December 17, 2017

1970. The White House Plays Games with the Education Bill

Juggling with the Country's Future
"Police and student demonstrators facing off in an antiwar march down the I-5 freeway during the May 1970 student strike" (source)
Bill Downs

ABC Washington

August 19, 1970

Simply on the face of it, a country that spends more than $70 billion for military defense and then quibbles about spending less than $5 billion for education has got a screw loose somewhere in its national priorities.

And when presidential politics gets into the education act, such juggling with the intellectual future of the United States becomes downright immoral.

When the Senate voted an overwhelming 77 to 16 yesterday to override President Nixon's veto and to authorize $4.4 billion for federal aid to education, it brought to an end a shoddy little game of political football that brings little credit to the team players at the White House or in Congress.

Mr. Nixon said he vetoed the bill because it exceeded his education spending proposals by more than $450 million.
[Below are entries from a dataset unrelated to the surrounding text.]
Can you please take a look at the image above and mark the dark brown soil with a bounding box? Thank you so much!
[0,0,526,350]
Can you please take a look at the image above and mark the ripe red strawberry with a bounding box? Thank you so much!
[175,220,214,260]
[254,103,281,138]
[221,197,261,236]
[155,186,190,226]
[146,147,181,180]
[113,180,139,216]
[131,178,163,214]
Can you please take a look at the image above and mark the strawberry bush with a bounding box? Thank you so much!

He called it "extravagant and inflationary," a recurring Republican label which the administration is trying to pin on the Democratically-controlled Congress.

However, ABC White House correspondent Bill Gill reports that the president finally decided on the veto only after he had received assurances from Republican congressional leaders that there were enough votes in the House and the Senate to override his action. The fact that 23 Republican senators joined 54 Democrats, and 77 Republican congressmen joined 212 Democrats in the House of Representatives to kill the veto, seems to be ample evidence that the GOP leadership got the word around that the White House really only was playing games with the education bill.

However, if the president's intent was to pin a spendthrift label on the Democratic Congress and thus place blame for the continuing national inflation, the tactic may have backfired. Too many congressional Republicans got involved.

What is even more disturbing is the changing national attitude toward American public schooling and higher education—an insipient kind of "know-nothingism."

In my youth even during the Great Depression when the colleges and universities were begging for students, the parents skimped and saved because they were determined their children would get the education the parents had missed.

Now the public school and higher education system is under attack from segregationists, north and south. A minority of professional students and amateur revolutionaries demanding relevance have been allowed to disrupt the education of the majority.

And one of the more shocking statements in my opinion ever uttered by a US public official was made by—guess who—Vice President Agnew. In a recent speech, Mr. Agnew allowed as how people would have to get over the idea that every American youth has to go to college. Okay, so we'll have a dumb country.

Like everything else, the cost of education has soared. But contrary to President Nixon, it is not inflationary. It's an investment in the American future.